General information
- Type: Commuter airliner
- National origin: United States
- Manufacturer: Commuter Aircraft Corporation
- Designer: Ladislao Pazmany

History
- Developed from: General Aircraft Corporation GAC-100

= Commuter Aircraft Corporation CAC-100 =

The Commuter Aircraft Corporation CAC-100 was a 50–60 seat, four-engined, turboprop commuter airliner developed in the United States in the late 1970s and early 1980s.

==Design and development==
The design of the CAC-100 originated from the General Aircraft Corporation GAC-100, designed in the late 1960s. The GAC-100 design was enlarged and new technologies incorporated to produce the CAC-100. The proposed production aircraft featured an extended span wing with leading edge slats removed to reduce structural complexity, weight and cost. Other changes under consideration at the time of initial production were direction of undercarriage retraction and retention of the variable incidence tailplane.

The CAC-100 was designed as a low wing monoplane with four turboprop engines mounted on the leading edges of the wings. The mainplanes were constructed as two-spar fail-safe structures from 2024-T4 light alloy supporting the engines, ailerons and hydraulically actuated single slotted flaps.

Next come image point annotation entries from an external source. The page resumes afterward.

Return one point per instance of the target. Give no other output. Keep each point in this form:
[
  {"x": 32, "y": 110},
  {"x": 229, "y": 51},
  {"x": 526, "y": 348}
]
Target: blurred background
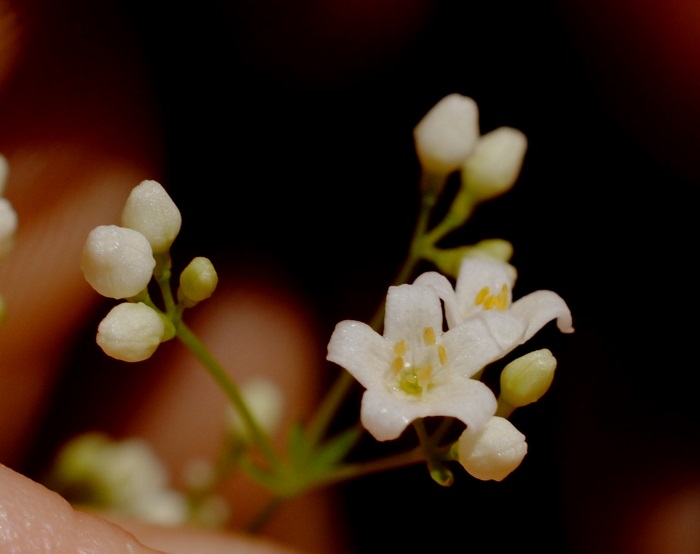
[{"x": 288, "y": 146}]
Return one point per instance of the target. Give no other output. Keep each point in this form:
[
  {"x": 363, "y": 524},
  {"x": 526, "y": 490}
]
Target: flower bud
[
  {"x": 117, "y": 262},
  {"x": 8, "y": 227},
  {"x": 447, "y": 134},
  {"x": 4, "y": 172},
  {"x": 495, "y": 163},
  {"x": 525, "y": 380},
  {"x": 493, "y": 451},
  {"x": 265, "y": 402},
  {"x": 197, "y": 281},
  {"x": 130, "y": 332},
  {"x": 150, "y": 211}
]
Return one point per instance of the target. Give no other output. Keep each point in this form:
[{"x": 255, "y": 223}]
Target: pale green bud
[
  {"x": 131, "y": 332},
  {"x": 117, "y": 262},
  {"x": 198, "y": 280},
  {"x": 150, "y": 211},
  {"x": 525, "y": 380},
  {"x": 495, "y": 163},
  {"x": 447, "y": 134},
  {"x": 493, "y": 451}
]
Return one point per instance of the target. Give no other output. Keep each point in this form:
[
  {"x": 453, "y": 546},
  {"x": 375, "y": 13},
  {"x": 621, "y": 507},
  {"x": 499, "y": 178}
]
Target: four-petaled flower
[{"x": 414, "y": 370}]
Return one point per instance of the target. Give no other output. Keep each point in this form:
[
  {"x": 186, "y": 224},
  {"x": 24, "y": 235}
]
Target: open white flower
[
  {"x": 130, "y": 332},
  {"x": 481, "y": 306},
  {"x": 492, "y": 452},
  {"x": 117, "y": 261},
  {"x": 414, "y": 370}
]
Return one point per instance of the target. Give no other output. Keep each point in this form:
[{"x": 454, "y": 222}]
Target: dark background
[{"x": 288, "y": 128}]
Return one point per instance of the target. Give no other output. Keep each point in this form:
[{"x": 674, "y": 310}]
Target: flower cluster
[{"x": 120, "y": 261}]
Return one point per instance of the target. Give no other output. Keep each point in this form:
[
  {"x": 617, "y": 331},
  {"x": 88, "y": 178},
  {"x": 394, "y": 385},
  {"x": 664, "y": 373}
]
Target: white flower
[
  {"x": 414, "y": 370},
  {"x": 150, "y": 211},
  {"x": 130, "y": 332},
  {"x": 481, "y": 305},
  {"x": 493, "y": 451},
  {"x": 447, "y": 134},
  {"x": 117, "y": 262},
  {"x": 494, "y": 165}
]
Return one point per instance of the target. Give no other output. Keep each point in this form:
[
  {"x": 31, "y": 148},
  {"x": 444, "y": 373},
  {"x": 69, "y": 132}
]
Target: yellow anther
[
  {"x": 442, "y": 354},
  {"x": 400, "y": 348},
  {"x": 481, "y": 296},
  {"x": 424, "y": 374},
  {"x": 502, "y": 299}
]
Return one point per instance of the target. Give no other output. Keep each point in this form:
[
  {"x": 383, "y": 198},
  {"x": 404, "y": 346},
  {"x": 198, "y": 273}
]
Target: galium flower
[
  {"x": 415, "y": 369},
  {"x": 131, "y": 332},
  {"x": 493, "y": 451},
  {"x": 447, "y": 134},
  {"x": 150, "y": 211},
  {"x": 117, "y": 261},
  {"x": 481, "y": 304}
]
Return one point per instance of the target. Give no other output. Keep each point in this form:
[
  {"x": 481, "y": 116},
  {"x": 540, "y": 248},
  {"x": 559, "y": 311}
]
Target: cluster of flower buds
[
  {"x": 448, "y": 139},
  {"x": 119, "y": 261}
]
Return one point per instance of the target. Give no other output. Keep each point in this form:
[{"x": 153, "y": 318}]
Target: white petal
[
  {"x": 386, "y": 414},
  {"x": 539, "y": 308},
  {"x": 360, "y": 350},
  {"x": 409, "y": 310}
]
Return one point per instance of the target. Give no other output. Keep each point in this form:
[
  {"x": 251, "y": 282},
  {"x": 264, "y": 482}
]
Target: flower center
[
  {"x": 415, "y": 376},
  {"x": 490, "y": 301}
]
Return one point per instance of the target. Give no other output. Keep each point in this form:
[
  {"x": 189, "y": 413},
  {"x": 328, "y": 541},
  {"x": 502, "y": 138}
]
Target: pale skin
[{"x": 73, "y": 158}]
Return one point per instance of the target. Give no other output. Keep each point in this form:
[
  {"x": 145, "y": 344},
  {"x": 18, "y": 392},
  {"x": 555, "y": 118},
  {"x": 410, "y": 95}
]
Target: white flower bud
[
  {"x": 150, "y": 211},
  {"x": 525, "y": 380},
  {"x": 495, "y": 163},
  {"x": 447, "y": 134},
  {"x": 116, "y": 261},
  {"x": 4, "y": 172},
  {"x": 130, "y": 332},
  {"x": 8, "y": 226},
  {"x": 265, "y": 401},
  {"x": 198, "y": 280},
  {"x": 493, "y": 451}
]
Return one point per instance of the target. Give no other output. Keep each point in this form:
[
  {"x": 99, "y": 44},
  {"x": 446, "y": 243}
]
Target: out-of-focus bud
[
  {"x": 150, "y": 211},
  {"x": 131, "y": 332},
  {"x": 447, "y": 134},
  {"x": 117, "y": 262},
  {"x": 495, "y": 163},
  {"x": 492, "y": 452},
  {"x": 265, "y": 402},
  {"x": 525, "y": 380},
  {"x": 8, "y": 227},
  {"x": 197, "y": 281}
]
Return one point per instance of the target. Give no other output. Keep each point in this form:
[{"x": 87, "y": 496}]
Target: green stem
[{"x": 229, "y": 388}]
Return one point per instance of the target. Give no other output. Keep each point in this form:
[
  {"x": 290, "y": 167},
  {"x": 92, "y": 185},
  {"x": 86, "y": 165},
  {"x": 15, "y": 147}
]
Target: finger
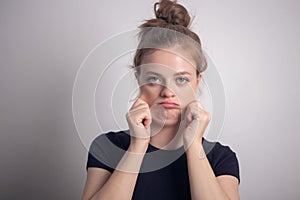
[{"x": 138, "y": 102}]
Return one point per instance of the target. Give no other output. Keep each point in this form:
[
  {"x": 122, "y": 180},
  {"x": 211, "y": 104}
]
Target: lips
[{"x": 169, "y": 104}]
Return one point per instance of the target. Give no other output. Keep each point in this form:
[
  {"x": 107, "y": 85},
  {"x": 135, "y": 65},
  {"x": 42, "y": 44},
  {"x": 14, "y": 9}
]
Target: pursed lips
[{"x": 169, "y": 104}]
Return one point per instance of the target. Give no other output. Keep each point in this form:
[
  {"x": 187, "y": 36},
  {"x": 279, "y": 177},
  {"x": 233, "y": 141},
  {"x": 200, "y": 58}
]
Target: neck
[{"x": 169, "y": 137}]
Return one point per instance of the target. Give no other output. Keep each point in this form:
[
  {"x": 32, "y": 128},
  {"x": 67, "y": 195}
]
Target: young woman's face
[{"x": 168, "y": 83}]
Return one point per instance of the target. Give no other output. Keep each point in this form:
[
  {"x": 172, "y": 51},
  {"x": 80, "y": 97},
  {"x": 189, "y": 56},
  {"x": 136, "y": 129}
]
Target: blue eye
[
  {"x": 153, "y": 79},
  {"x": 181, "y": 80}
]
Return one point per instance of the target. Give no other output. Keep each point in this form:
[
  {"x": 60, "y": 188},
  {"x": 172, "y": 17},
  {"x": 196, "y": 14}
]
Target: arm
[
  {"x": 101, "y": 184},
  {"x": 119, "y": 185},
  {"x": 203, "y": 182}
]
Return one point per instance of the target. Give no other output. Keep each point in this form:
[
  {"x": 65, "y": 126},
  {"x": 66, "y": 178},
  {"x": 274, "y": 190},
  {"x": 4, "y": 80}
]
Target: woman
[{"x": 163, "y": 155}]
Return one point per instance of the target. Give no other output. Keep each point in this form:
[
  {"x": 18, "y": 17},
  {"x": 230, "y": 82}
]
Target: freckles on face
[{"x": 167, "y": 75}]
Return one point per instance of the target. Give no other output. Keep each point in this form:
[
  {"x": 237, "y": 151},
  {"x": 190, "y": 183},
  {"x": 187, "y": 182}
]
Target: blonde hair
[{"x": 170, "y": 28}]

Pneumatic de-icing boots on the fin and rudder leading edges ensured ice free operation.

The conventional tail unit incorporated a variable incidence tailplane with rudder and elevators all with trim tabs and servo tabs. Hydraulically actuated ailerons operated in conjunction with upper surface spoilers inboard of the ailerons and forward of the outer flap segment. All powered controls were also to be provided with manual cable-operated backups.

The tricycle landing gear consisted of hydraulically retracting nose and main gears with twin wheels and brakes on the mainwheels, with the nose gear retracting into the nose of the aircraft and the main legs retracting into extended inboard engine nacelles.

Power was to be supplied by four Pratt & Whitney Canada PT6A-65R turboprop engines driving five-bladed Hartzell Propeller constant speed reversible propellers.

Production facilities were constructed at Youngstown Municipal Airport in Youngstown, Ohio but the project was shelved in 1983 before its first flight.